東京電力福島第一原発の事故発生当時、県内の周辺自治体は備蓄していたが、政府から指針に基づく配布や服用の指示がなく、住民のほとんどに行き届かなかった。
住民への事前配布について、原子力安全委員会の分科会は2月、事故時にすぐ避難する必要がある半径5キロまでの「予防防護措置区域(PAZ)」では有効、事故の進展に応じて避難する30キロまでの「緊急防護措置区域(UPZ)」でも「有効だろう」と提言した。
調査は2月、都道府県と市区町村の計1789自治体を対象に実施。このうち1517自治体(84%)が回答し、さらにUPZに該当するのは117市町村だった。
一部のUPZを含め16道府県と75市町村がヨウ素剤を既に備蓄していたが、事前配布に「大いに不安」(18%)、「多少不安」(65%)を合わせると、「不安はない」(15%)を大きく上回った。
■県と41市町村が回答
アンケートには県と県内41市町村が回答した。このうち、県は住民への配布を「大いに不安がある」と回答し、理由は「事故後の緊急時かつ服用効果が限られている時間の中で、対象全住民に配布するための体制整備は困難と考える」とした。郡山市と富岡町は「不安はない」と回答した。
一方、各家庭への事前配布について県は「どちらとも言えない」とした。「迅速に住民に服用させるためには、事前配布が必要と考えるが、医師などの立ち会いや幼児用シロップ調合など、体制整備をどのように行うべきか現実的な対応について国外の例も参考としながら、国レベルの検討が必要と考える」と理由を挙げた。「賛成」と回答したのは県内では14市町村だった。
「賛成」と回答した市町村は次の通り。
須賀川、二本松、田村、桑折、川俣、天栄、南会津、猪苗代、西郷、泉崎、塙、石川、大熊、葛尾
■※安定ヨウ素剤
放射性ヨウ素による内部被ばくを防ぐ医薬品。原発事故で放出される放射性ヨウ素は体内に入ると甲状腺に集まりやすく、がんを引き起こすことがある。放射性ヨウ素が体内に取り込まれる前に服用し、甲状腺内をヨウ素で満たしておくことで放射性ヨウ素が甲状腺にたまらないようにする。取り込む前の24時間以内か、体内に入った直後に服用すると90%以上の抑制効果があるとされる。原子力安全委員会の現行指針では対象者は40歳未満だが、見直しを進める安全委の分科会が2月まとめた提言では「40歳以上も服用を否定しない」としている。
■【解説】指示待ち捨て主体的判断を
安定ヨウ素剤をめぐるアンケートで、住民への配布に不安を持つ備蓄自治体が83%に上ったのは、東京電力福島第一原発事故で対応が後手に回った政府への不信感の表れともいえる。原子力災害が起きれば、行政の果断が重要だ。自治体は住民の生命と財産を守ることを最優先に、政府からの指示待ちの姿勢を捨て、主体的に判断しなければならない。

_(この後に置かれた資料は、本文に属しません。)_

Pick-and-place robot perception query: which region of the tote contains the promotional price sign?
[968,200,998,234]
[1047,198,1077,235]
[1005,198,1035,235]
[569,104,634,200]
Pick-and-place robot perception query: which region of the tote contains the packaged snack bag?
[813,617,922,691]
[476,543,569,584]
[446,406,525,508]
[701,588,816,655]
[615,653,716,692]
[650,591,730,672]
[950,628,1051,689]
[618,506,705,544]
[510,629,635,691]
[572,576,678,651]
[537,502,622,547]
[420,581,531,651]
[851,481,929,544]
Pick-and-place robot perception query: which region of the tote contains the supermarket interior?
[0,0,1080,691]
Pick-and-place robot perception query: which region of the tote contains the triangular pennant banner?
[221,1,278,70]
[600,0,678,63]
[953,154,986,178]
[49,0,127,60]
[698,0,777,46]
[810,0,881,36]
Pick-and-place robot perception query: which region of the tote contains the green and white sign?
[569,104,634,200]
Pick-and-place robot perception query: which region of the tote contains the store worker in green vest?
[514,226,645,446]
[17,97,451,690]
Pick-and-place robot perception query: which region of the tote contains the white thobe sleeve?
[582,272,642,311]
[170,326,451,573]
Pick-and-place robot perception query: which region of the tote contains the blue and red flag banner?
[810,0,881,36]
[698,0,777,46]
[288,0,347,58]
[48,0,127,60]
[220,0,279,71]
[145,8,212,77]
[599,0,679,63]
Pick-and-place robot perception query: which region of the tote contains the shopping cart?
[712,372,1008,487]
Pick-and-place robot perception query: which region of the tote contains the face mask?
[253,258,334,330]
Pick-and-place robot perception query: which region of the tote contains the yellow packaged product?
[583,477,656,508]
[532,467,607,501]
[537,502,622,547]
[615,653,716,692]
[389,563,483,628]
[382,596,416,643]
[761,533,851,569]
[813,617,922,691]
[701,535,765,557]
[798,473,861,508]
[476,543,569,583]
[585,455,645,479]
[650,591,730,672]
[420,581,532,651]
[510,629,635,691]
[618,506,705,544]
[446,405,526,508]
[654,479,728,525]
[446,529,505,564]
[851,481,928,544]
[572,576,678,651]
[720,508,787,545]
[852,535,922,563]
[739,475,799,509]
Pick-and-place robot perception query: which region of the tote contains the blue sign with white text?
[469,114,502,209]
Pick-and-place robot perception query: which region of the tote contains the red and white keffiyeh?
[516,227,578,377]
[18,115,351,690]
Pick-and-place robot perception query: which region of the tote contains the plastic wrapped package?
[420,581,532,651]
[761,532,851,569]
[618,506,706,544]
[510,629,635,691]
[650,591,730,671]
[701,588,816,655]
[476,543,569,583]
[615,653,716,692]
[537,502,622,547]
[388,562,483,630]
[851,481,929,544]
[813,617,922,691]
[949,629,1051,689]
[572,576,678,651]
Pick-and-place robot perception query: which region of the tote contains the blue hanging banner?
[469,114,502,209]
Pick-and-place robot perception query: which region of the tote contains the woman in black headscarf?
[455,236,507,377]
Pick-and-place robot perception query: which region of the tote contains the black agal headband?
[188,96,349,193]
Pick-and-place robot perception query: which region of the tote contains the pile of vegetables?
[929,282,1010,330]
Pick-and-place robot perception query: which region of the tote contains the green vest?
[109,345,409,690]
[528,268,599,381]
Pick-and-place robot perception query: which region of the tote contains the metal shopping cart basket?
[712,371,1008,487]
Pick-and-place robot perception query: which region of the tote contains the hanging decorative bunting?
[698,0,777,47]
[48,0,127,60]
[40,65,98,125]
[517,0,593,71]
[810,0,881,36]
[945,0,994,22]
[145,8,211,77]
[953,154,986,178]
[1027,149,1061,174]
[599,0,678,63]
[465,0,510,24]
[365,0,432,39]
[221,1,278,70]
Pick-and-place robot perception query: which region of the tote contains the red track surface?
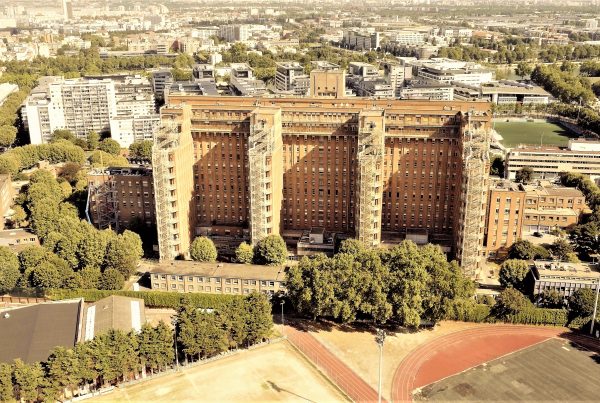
[392,325,600,402]
[285,326,377,402]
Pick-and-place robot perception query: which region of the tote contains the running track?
[285,326,377,402]
[392,325,600,402]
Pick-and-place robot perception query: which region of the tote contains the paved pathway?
[285,326,377,402]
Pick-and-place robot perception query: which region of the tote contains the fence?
[285,327,377,402]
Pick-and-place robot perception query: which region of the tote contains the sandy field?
[90,341,346,402]
[311,322,486,401]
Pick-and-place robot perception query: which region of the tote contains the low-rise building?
[0,175,14,230]
[0,228,40,252]
[530,260,600,298]
[82,295,146,341]
[275,62,310,96]
[506,140,600,180]
[148,260,286,295]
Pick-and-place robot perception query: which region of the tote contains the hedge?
[46,289,242,309]
[504,308,569,327]
[446,304,569,326]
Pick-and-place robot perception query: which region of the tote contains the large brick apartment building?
[153,95,491,275]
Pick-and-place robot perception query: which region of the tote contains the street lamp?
[590,278,600,336]
[171,316,179,371]
[375,329,385,403]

福島第一原発事故では、政府、県、市町村へと上意下達で指示が届くとする指針やマニュアルは機能しなかった。個々に異なる現場の状況を政府や県は把握できず、指示を待った市町村は身動きが取れなかった。
第一原発近くにあった政府の原子力災害現地対策本部は、市町村に必要な情報伝達をすることなく撤退。緊急時迅速放射能影響予測ネットワークシステム(SPEEDI)も"宝の持ち腐れ"となり、住民の「無用の被ばく」を増大させた。

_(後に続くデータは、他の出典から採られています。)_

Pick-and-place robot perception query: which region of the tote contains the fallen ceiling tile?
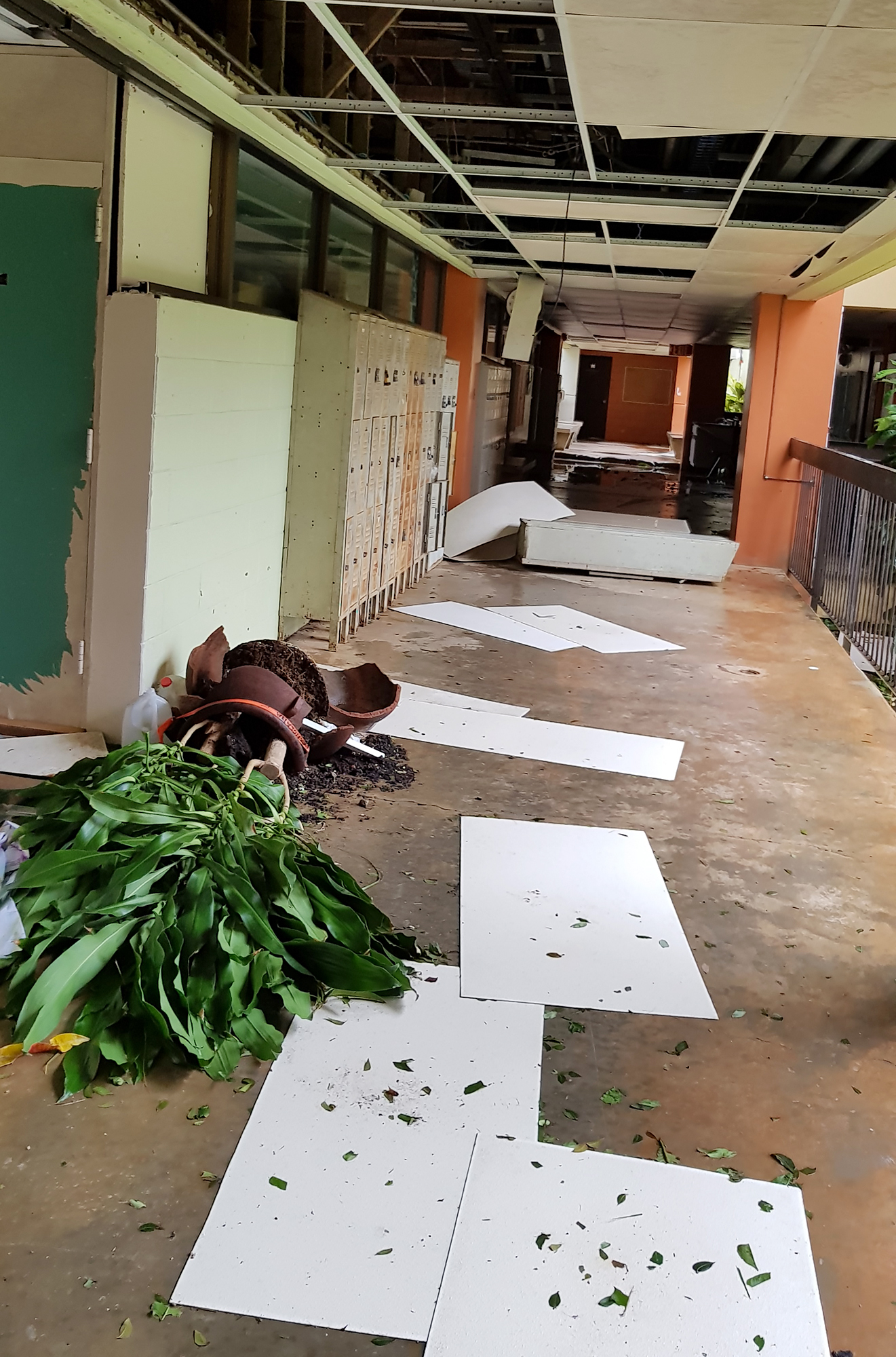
[426,1140,831,1357]
[172,963,543,1342]
[461,816,718,1018]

決定的に市町村側に不足していたのは情報だ。地理的条件も幸いしたが、三春町が取った行動はヒントの1つになろう。町当局で風向きを読み、独自にヨウ素剤の配布、服用を決めた。
■調査方法
共同通信社が1月26日、インターネット上に質問項目を掲載したページを開設。全国の都道府県と市区町村にメールアドレスを送付し、回答を2月17日時点で集計した。